Temperature and Humidity

Warm, dry conditions are ideal for crinkle leaf plants. Usually, the average household temperature and humidity are adequate for them. The plants prefer temperatures above 50 degrees Fahrenheit but can tolerate temperatures down to 20 degrees Fahrenheit, though prolonged frost and cold will eventually damage or kill them. Be sure to protect your plant from drafts and blowing from air conditioners and heaters, which can cause extreme temperature swings.

Fertilizer

Fertilize your crinkle leaf plant monthly in the spring and summer with a liquid fertilizer meant for cacti and succulents. Do not fertilize during the fall or winter months.

Potting and Repotting Crinkle Leaf Plants

When choosing a pot for your crinkle leaf plant, select one with ample drainage holes. An unglazed pot is ideal because it will allow excess moisture to escape through its walls in addition to through the drainage holes. This slow-growing plant won't need repotting often and doesn't mind being a little cramped in its container. Once you see roots growing out of the container and the leaves of the plant are spilling over the sides, then it’s time to move your plant to a slightly larger pot. Gently remove it from the old container, and plant it at the same depth in the new one with fresh potting mix.

Propagating Crinkle Leaf Plants

Crinkle leaf plants can be propagated from seed, though it's generally easier to propagate via leaf cuttings. Carefully remove a leaf from your crinkle leaf plant, and place it on a tray of soil in bright, indirect light. Within a couple of weeks, you should begin to see small roots growing from the end of the leaf. Don't water the leaf until you see these roots; it doesn’t have any other way to absorb the water. Once the roots have appeared, water the roots on the leaf as you would a mature crinkle leaf plant. Eventually, you will begin to see a small plant growing at the base of the leaf near these roots. Leave the leaf attached to the new plant until it eventually dries up and falls off. At that point, the plant will be large enough to plant in its own container.

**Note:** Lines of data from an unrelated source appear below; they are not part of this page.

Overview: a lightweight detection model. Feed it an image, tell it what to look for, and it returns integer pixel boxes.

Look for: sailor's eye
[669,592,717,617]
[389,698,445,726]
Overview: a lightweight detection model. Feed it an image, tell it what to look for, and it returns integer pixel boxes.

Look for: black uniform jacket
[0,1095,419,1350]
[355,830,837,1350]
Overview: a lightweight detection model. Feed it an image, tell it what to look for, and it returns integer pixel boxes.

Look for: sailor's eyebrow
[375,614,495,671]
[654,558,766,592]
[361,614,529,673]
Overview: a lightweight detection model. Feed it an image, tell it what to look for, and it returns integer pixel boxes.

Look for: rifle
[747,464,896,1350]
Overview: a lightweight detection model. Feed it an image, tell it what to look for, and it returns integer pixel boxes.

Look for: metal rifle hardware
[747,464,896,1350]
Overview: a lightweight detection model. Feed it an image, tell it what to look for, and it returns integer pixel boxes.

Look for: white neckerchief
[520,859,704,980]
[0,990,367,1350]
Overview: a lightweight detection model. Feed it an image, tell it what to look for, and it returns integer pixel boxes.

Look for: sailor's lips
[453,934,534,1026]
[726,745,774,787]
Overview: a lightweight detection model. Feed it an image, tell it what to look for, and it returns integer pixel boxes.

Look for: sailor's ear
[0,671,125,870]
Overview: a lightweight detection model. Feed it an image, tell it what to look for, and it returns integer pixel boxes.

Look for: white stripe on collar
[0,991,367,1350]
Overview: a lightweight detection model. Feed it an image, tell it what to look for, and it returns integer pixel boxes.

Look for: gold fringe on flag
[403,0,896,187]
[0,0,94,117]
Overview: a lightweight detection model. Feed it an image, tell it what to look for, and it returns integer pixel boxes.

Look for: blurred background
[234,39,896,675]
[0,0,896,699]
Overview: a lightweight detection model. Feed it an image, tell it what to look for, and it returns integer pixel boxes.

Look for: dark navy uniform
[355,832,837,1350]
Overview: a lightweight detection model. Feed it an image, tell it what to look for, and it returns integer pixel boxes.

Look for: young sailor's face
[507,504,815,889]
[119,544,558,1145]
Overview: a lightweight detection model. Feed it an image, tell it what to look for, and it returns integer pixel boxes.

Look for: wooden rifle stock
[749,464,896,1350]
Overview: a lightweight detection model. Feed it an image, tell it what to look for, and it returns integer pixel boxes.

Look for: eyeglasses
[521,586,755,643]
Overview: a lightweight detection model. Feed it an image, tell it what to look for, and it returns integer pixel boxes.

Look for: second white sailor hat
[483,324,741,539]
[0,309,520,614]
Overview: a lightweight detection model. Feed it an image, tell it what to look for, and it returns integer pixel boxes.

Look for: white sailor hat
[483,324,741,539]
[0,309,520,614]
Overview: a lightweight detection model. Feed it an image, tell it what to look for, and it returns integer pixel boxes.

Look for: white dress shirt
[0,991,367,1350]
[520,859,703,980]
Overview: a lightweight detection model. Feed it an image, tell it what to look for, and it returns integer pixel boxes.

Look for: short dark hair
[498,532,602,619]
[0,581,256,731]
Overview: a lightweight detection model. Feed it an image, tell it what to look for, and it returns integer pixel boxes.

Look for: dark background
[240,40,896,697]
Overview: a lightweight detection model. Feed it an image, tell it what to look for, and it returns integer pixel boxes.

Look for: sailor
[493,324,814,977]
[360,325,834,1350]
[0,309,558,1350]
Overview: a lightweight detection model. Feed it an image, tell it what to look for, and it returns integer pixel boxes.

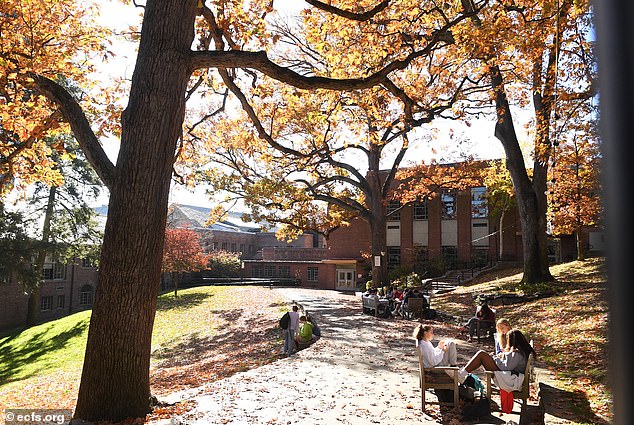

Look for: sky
[90,0,504,207]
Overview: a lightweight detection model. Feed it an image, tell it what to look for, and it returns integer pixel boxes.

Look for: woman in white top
[458,329,536,383]
[412,325,458,367]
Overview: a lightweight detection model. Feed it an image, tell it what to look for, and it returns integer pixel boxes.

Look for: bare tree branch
[29,73,117,189]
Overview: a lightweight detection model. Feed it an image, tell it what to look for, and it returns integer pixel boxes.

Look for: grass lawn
[0,258,612,423]
[0,286,286,411]
[434,253,612,423]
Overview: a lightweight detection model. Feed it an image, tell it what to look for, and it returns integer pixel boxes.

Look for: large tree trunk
[75,0,196,421]
[370,214,389,288]
[490,66,553,283]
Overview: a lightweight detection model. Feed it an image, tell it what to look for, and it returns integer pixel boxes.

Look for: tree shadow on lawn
[156,292,214,311]
[150,310,281,394]
[0,318,90,385]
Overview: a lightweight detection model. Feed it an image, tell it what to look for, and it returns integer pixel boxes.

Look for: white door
[337,269,354,291]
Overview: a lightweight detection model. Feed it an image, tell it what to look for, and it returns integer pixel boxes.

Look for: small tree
[208,250,240,277]
[162,228,209,297]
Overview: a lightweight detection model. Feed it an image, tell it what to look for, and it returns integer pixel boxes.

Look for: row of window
[251,264,319,282]
[387,187,489,221]
[42,258,94,280]
[40,285,94,311]
[386,246,488,268]
[205,241,255,254]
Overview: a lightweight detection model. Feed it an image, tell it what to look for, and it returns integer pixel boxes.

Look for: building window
[251,265,264,277]
[442,246,458,269]
[414,246,429,263]
[42,261,66,280]
[40,295,53,311]
[471,187,489,218]
[471,246,489,267]
[79,285,94,306]
[264,264,275,277]
[279,266,291,277]
[386,200,401,221]
[440,190,456,220]
[306,267,319,282]
[414,199,429,220]
[387,246,401,269]
[0,266,11,283]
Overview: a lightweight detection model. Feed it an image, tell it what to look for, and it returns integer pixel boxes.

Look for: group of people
[364,285,429,318]
[282,305,320,356]
[412,319,535,383]
[464,302,495,341]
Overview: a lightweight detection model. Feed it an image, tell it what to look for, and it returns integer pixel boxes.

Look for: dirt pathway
[153,288,540,425]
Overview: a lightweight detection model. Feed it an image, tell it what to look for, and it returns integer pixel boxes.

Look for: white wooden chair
[416,348,459,412]
[485,354,535,417]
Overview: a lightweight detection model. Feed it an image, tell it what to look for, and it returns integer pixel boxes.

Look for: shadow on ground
[539,382,609,425]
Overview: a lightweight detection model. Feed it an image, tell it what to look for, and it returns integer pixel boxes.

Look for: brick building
[0,258,97,329]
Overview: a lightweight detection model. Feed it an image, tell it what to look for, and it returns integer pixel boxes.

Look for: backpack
[462,396,491,421]
[280,311,291,329]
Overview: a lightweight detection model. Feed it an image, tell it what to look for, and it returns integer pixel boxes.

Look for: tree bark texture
[75,0,196,421]
[491,67,553,283]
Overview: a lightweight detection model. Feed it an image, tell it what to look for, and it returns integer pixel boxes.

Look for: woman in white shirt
[458,329,536,383]
[412,325,458,367]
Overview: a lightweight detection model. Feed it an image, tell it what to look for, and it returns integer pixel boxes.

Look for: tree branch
[305,0,390,21]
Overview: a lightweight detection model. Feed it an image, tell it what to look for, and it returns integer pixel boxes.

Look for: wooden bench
[416,347,459,412]
[361,295,390,317]
[485,354,535,418]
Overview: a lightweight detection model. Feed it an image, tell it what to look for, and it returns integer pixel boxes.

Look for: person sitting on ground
[465,303,495,341]
[295,316,313,349]
[458,329,536,384]
[495,319,511,354]
[412,324,458,376]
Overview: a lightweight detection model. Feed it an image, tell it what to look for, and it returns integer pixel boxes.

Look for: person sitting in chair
[412,325,458,370]
[465,303,495,341]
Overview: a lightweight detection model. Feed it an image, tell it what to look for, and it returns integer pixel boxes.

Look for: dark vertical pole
[595,0,634,425]
[68,257,77,314]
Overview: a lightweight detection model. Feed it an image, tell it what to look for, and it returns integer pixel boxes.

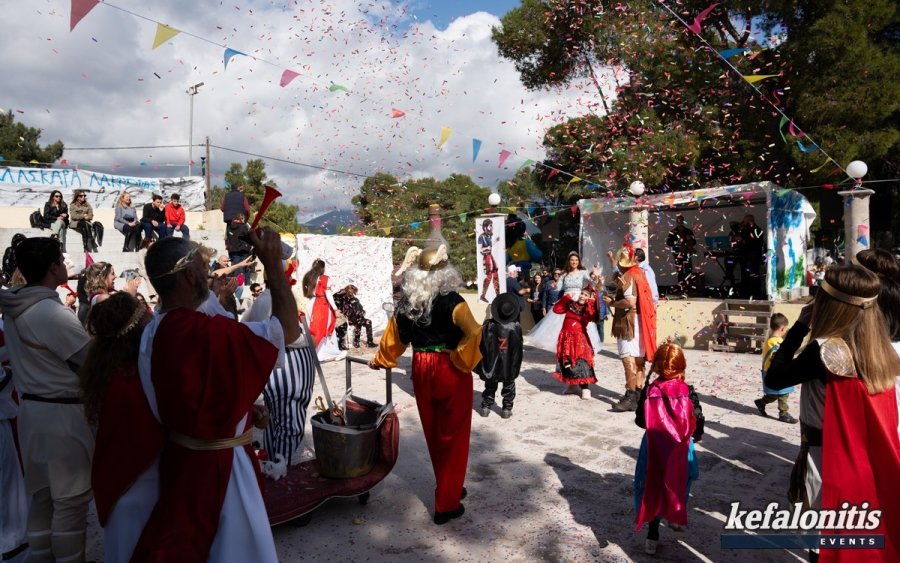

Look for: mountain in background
[302,209,360,235]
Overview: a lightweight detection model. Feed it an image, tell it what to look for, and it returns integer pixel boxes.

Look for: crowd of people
[0,202,900,561]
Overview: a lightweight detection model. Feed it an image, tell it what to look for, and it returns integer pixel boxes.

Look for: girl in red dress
[553,287,597,400]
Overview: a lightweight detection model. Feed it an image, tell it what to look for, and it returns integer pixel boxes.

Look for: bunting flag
[810,157,831,174]
[152,23,181,49]
[741,74,778,84]
[719,49,747,61]
[687,2,719,35]
[278,70,300,88]
[69,0,100,31]
[225,48,247,70]
[778,115,790,143]
[797,139,819,152]
[438,127,453,148]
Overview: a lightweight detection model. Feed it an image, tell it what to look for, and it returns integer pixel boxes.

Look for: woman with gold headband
[369,245,481,524]
[634,341,703,555]
[765,265,900,561]
[79,292,166,561]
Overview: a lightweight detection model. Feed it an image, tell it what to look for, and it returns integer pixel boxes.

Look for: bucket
[311,397,381,479]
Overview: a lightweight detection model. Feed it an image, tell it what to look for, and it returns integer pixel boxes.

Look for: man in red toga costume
[603,246,656,412]
[132,229,300,562]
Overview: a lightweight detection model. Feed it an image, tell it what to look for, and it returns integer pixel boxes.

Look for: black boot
[613,391,637,412]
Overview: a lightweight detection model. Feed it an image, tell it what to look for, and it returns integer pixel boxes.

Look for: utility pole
[206,136,212,209]
[188,82,203,176]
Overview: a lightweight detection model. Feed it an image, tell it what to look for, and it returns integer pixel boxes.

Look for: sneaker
[778,412,797,424]
[434,503,466,526]
[753,399,767,416]
[613,391,637,412]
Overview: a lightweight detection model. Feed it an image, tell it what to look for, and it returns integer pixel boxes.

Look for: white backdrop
[475,215,506,303]
[0,166,206,211]
[296,234,394,331]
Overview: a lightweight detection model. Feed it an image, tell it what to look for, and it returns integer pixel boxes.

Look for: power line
[64,143,197,152]
[209,144,372,178]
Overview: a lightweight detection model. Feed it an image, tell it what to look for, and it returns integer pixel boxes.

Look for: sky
[0,0,616,218]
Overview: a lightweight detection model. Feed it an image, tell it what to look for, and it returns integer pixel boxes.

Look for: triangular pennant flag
[743,74,778,84]
[69,0,100,31]
[778,115,790,143]
[810,157,831,174]
[497,149,512,168]
[438,127,453,148]
[153,23,181,49]
[278,70,300,88]
[225,48,247,70]
[719,49,747,61]
[797,139,819,152]
[687,2,719,35]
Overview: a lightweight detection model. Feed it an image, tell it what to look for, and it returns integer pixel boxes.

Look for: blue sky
[410,0,521,29]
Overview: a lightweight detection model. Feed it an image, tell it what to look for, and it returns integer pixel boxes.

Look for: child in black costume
[475,293,522,418]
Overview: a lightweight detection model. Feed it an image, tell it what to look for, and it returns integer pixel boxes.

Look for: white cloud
[0,0,612,214]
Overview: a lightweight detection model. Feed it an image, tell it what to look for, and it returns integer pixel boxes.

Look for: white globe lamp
[847,160,869,184]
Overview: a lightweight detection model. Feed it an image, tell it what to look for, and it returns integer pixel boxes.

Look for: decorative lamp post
[188,82,203,176]
[628,180,650,262]
[838,160,875,261]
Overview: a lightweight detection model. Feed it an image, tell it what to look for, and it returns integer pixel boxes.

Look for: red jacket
[166,203,184,227]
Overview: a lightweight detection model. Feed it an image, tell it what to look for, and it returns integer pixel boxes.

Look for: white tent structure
[578,182,816,300]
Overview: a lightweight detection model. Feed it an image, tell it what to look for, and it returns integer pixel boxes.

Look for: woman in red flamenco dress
[553,287,597,400]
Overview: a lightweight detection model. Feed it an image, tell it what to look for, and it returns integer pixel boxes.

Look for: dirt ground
[88,344,804,562]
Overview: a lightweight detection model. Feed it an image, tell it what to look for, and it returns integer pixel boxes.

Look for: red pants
[412,352,472,512]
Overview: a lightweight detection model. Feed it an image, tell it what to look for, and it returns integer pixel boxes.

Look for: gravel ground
[88,344,802,562]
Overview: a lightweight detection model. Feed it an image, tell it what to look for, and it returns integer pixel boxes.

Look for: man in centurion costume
[369,245,481,524]
[603,246,656,412]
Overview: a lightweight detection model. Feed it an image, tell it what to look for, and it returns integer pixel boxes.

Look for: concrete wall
[462,293,803,350]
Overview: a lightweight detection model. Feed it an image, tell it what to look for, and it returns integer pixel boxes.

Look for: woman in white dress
[525,250,601,354]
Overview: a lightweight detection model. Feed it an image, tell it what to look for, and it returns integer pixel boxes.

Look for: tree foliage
[493,0,900,201]
[0,111,63,165]
[210,159,303,233]
[353,173,490,281]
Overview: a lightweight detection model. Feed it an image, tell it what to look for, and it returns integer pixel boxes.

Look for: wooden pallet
[709,299,774,353]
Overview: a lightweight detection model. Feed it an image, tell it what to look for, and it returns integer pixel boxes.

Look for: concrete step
[0,225,225,272]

Crinkle Leaf Plant Varieties

There are several varieties of crinkle leaf plants, including:

  • Adromischus cristatus var. clavifolius: This is a dwarf variety that only grows around 3 inches tall and 0.5 inch wide.
  • Adromischus cristatus var. schonlandii: This is another small variety, and its stems are wrapped in red aerial roots.
  • Adromischus cristatus var. zeyheri: This variety features pale to bright green leaves that are hairless and spoon-shaped with wavy edges.